Un mois s’était écoulé, depuis que le traître de 1837, caché sous le nom d’Hubert de Courval, avait retrouvé au milieu de l’aristocratie montréalaise la personne qu’il aimait si ardemment. Et deux semaines s’étaient écoulées depuis qu’il avait fait disparaître son ancien caissier, qui en savait trop long sur son compte.

Au moment où il désespérait de revoir Jeanne Duval, et où, sous le coup des années, son souvenir s’effaçait de sa mémoire, il la retrouvait plus belle, plus charmante qu’autrefois. Les impasses difficiles, remplies d’inquiétudes, d’épreuves, de misères, par où la jeune fille était passée, avaient jeté à sa figure un cachet de mélancolie qui ajoutait à ses charmes.

À sa vue, les cendres de son ancien amour mal éteint remuèrent dans le cœur du célibataire. Charles Gagnon sentit se réveiller en lui sa passion d’autrefois.

Maintenant que Paul Turcotte était écarté du champ de bataille la lutte devenait plus facile.

Ainsi pensait l’ancien émissaire de Colborne, en gravissant le perron qui donnait accès à la demeure de son ami Braun, qu’il cultivait étrangement depuis quelques semaines.

Huit ans auparavant ce même homme s’était aussi dirigé vers la demeure de Jeanne Duval, avec la même intention.

Les circonstances ne l’ayant pas favorisé, il avait subi un échec : incident lointain — devenu un événement dans sa vie — qu’il se rappelait comme hier, avec ses moindres détails.

Il fallait conquérir ce château-fort. Peu importait le plan de campagne.

Charles Gagnon s’était déguisé adroitement : aussi il faut dire qu’il avait bien changé durant ces dernières années. La vie sur mer, et le poste qu’il avait occupé, avaient donné plus d’énergie à ses traits et en avait fait un homme musculeux. Pour plus de sûreté, il teignait en noir sa chevelure châtain, laissait croître sa barbe et portait un lorgnon. À force de parler fort et au grand air, tour à tour en Espagnol et en Anglais, sa voix et sa prononciation étaient devenues autres.

Il avait confiance en pensant à la cordiale réception faite à lui par Jeanne, à ses sourires gracieux et à ses regards bienveillants.

Ce fut le cœur rempli d’émotion qu’il entra dans le salon de madame Braun. Celle-ci le reçut avec sa courtoisie habituelle. En même temps elle invita sa sœur à descendre ; elle savait bien pour qui l’ami de son mari venait à la maison.

Monsieur Braun, n’étant pas encore rentré du club, qu’il fréquentait toujours assidûment, les deux femmes se trouvaient seules pour recevoir.

— Ne trouvez-vous pas, dit madame Braun, que l’hiver approche et que l’automne, avec ses temps désagréables, nous laisse comme à regret.

— C’est vrai et bientôt il n’y aura plus de traces de l’été. Il a passé bien vite.

— Pourtant nous n’avons pas à nous plaindre, il y en a de moins favorisés que nous.

— Ainsi, madame, dans les pays où j’ai vécu durant ces dernières années, nous avons un été si chaud que celui du Canada nous semblerait un doux printemps, et là, ce que nous appelons l’hiver, n’est qu’une suite de jours humides et pluvieux. Nous n’avons pas cet atmosphère sec et pur des pays du Nord.

Jeanne entrait dans le salon. Elle fit un gracieux salut au banquier et s’assit à côté de sa sœur.

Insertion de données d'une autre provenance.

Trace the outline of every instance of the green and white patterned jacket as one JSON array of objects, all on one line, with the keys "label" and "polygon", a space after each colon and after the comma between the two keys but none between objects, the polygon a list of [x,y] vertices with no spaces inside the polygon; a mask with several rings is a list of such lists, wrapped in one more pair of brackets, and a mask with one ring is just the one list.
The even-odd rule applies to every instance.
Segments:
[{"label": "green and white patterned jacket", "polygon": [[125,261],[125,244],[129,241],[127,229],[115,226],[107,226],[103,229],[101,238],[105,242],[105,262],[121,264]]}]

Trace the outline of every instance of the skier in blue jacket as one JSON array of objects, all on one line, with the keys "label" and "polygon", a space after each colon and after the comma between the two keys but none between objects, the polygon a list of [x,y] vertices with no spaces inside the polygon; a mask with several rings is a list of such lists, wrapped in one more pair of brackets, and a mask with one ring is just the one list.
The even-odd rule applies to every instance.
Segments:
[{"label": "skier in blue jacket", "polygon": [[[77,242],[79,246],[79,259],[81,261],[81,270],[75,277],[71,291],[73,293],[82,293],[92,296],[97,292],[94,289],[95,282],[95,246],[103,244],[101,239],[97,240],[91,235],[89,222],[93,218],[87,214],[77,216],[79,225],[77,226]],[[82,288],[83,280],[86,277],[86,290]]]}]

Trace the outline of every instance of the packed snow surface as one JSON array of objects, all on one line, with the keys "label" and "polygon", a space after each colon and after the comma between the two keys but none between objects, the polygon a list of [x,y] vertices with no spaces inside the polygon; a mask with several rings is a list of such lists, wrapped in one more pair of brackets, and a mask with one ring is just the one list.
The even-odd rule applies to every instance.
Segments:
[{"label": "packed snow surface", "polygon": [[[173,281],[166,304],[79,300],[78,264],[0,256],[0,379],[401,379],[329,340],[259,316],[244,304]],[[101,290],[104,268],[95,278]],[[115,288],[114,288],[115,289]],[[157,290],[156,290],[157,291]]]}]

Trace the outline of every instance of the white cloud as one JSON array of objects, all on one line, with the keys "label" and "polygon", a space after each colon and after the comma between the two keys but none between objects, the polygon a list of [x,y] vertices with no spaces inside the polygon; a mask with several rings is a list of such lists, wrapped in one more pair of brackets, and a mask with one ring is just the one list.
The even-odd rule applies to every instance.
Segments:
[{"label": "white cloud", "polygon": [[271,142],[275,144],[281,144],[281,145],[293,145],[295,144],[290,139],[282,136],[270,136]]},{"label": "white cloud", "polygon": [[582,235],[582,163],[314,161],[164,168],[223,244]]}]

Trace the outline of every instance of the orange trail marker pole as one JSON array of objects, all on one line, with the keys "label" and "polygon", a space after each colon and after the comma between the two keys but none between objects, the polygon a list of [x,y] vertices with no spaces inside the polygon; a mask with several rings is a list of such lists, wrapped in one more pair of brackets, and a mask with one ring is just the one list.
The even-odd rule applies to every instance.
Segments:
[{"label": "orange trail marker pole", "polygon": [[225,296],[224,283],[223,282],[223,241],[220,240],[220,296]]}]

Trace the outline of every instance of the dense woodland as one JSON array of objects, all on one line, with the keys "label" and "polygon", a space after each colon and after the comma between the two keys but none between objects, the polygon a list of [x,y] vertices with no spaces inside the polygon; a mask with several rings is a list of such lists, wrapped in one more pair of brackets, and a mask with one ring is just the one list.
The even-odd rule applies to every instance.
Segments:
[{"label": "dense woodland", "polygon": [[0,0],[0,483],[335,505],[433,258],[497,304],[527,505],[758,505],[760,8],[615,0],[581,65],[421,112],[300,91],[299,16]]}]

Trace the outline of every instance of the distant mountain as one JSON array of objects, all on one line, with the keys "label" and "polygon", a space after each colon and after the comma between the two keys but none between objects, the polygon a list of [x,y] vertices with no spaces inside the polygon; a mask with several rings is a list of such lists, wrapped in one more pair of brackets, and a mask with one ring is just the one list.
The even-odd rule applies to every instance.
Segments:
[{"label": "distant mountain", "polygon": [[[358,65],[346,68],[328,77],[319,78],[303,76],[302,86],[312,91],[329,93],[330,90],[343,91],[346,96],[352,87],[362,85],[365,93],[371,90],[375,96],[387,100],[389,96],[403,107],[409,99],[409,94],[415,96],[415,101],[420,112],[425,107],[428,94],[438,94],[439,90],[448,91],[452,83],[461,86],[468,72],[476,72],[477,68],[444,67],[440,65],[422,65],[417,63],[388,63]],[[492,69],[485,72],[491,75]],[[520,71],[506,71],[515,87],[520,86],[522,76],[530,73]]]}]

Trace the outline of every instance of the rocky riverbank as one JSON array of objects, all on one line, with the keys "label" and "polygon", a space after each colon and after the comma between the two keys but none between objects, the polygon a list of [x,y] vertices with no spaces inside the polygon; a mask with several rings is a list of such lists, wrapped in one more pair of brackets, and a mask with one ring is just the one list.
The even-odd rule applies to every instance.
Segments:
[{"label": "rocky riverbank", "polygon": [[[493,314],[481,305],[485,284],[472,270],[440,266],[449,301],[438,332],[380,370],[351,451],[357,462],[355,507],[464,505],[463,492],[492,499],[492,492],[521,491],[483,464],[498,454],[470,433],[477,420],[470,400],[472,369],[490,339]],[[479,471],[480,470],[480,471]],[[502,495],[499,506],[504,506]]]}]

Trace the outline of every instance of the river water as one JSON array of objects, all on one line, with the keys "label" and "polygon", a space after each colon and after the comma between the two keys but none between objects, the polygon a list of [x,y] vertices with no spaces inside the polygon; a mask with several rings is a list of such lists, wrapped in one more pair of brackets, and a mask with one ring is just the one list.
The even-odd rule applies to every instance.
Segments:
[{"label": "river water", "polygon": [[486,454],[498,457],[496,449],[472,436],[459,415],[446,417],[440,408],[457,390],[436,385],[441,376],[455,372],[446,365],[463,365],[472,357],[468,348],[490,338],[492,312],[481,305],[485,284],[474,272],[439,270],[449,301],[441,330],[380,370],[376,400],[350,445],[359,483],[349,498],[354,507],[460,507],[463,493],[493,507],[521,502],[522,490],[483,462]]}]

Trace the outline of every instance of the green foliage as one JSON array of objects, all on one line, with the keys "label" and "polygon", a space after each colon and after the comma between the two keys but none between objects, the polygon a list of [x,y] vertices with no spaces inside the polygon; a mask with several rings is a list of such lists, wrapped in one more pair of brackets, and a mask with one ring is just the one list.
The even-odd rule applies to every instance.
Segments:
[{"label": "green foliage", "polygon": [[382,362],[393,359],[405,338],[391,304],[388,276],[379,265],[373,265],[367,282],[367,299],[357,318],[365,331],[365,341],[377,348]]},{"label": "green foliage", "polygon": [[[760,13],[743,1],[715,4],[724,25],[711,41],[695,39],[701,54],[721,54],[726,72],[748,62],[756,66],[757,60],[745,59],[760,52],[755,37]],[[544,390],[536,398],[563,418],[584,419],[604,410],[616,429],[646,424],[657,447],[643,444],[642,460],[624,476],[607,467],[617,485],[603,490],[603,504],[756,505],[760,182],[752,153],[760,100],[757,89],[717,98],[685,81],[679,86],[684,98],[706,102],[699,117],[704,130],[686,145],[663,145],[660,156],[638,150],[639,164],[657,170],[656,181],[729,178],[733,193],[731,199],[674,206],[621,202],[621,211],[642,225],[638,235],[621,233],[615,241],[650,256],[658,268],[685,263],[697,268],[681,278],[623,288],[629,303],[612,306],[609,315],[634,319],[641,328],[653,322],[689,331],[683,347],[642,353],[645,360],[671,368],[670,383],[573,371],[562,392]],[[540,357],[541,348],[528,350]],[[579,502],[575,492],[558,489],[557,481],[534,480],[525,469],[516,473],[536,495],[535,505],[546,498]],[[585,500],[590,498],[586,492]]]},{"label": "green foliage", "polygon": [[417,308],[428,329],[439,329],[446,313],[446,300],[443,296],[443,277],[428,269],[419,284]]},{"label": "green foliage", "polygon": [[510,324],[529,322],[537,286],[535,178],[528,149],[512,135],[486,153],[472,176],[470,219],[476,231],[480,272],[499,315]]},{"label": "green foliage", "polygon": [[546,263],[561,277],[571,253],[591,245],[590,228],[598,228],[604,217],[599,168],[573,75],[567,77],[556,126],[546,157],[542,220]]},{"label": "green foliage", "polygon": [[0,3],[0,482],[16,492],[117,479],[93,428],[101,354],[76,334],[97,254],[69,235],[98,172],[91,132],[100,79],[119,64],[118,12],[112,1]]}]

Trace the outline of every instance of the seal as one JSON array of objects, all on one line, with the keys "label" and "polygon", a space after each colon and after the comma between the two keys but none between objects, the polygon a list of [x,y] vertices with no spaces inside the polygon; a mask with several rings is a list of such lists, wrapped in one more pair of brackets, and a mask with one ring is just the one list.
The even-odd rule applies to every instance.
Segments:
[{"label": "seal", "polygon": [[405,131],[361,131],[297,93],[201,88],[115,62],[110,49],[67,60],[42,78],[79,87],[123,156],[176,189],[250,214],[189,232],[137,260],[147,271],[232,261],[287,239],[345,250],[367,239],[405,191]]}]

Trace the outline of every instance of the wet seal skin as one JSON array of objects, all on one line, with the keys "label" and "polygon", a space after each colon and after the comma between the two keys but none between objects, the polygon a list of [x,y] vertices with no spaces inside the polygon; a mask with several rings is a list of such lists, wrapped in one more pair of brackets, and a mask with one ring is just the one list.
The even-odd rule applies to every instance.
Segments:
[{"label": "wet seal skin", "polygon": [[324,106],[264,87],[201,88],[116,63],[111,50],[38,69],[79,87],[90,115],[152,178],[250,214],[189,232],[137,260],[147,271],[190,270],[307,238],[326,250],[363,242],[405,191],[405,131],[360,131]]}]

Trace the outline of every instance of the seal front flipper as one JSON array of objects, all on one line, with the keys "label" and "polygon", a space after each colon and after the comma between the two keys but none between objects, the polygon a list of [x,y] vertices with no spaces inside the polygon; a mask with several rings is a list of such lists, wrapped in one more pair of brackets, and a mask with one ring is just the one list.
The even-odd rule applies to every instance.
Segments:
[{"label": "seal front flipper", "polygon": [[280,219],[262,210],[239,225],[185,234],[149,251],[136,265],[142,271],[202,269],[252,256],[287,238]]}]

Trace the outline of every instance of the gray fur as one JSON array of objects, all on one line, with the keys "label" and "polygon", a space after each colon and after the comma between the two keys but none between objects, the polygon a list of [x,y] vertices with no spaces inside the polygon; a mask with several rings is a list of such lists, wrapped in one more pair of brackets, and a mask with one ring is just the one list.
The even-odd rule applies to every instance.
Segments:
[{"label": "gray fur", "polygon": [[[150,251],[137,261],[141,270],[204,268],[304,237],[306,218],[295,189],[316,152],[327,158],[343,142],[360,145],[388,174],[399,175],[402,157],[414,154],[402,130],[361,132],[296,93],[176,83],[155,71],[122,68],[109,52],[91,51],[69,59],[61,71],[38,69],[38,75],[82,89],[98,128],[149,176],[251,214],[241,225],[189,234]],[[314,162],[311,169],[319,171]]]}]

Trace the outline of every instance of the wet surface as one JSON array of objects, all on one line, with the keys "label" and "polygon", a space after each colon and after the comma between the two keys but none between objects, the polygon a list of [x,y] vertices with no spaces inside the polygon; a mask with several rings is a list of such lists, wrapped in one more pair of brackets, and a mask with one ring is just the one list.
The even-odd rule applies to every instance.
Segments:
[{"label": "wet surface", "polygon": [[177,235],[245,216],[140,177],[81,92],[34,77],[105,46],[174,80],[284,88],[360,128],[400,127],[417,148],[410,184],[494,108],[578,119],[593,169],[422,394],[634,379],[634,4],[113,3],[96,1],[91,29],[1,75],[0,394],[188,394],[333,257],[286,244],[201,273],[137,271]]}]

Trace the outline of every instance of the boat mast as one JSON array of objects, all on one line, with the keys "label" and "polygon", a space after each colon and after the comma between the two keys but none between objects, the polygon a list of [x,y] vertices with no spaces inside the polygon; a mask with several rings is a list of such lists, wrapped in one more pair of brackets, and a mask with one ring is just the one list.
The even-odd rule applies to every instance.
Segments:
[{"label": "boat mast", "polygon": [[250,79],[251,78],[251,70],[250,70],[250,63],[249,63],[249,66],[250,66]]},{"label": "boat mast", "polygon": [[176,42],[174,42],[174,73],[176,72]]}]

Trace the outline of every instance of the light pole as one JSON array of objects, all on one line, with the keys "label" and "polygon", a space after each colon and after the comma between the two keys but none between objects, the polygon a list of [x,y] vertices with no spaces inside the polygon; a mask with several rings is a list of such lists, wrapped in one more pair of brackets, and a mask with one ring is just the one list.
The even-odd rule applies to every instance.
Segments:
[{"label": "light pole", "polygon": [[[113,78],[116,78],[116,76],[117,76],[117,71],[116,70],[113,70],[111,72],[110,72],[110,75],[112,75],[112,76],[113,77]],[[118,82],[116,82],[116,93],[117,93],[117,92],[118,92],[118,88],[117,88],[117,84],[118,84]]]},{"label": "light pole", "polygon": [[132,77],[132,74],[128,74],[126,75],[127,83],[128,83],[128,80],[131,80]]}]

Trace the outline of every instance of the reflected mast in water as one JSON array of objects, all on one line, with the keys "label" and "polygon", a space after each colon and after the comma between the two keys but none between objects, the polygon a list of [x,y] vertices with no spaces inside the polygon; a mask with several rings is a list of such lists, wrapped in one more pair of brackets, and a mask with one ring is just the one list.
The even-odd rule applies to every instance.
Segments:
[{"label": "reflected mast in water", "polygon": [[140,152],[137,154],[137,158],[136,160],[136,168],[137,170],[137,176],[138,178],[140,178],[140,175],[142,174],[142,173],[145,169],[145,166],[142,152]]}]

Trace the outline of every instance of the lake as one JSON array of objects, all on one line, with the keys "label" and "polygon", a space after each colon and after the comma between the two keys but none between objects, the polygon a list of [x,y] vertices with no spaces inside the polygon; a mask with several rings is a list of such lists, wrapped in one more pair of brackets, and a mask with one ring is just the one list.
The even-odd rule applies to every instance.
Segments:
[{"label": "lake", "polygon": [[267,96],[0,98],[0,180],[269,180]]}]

— Nous étions à dire, fit Charles Gagnon alias Hubert de Courval, que l’hiver avance à grands pas.

— Je voudrais toujours être en été, moi, dit Jeanne.

— Vous êtes du goût de plusieurs et je suis de ceux-là.

— Mais vous n’avez pas hâte que la saison des bals s’ouvre ? demanda la jeune fille.

— Les bals m’occupent fort peu, cependant je ne déteste pas ce genre d’amusement.

En effet le banquier sortait rarement dans le monde.

Le rencontrait-on dans un salon, c’était dans celui d’un intime, d’un financier avec qui il spéculait. Alors il faisait fureur avec sa moustache en crocs et ses regards pénétrants jusqu’au font de l’âme. Les jeunes jolies misses se disputaient l’honneur de valser avec lui, et son nom volait de bouche en bouche.

On continua encore la conversation sur ce ton, discourant, comme dans tous les salons, sur des banalités, sur des riens, le banquier guettant l’occasion de faire sa demande. Il était mal à l’aise, madame Braun gênait.

Il pria Jeanne de se mettre au piano et lui offrit son bras ; alors on eut pu remarquer un tressaillement involontaire chez lui.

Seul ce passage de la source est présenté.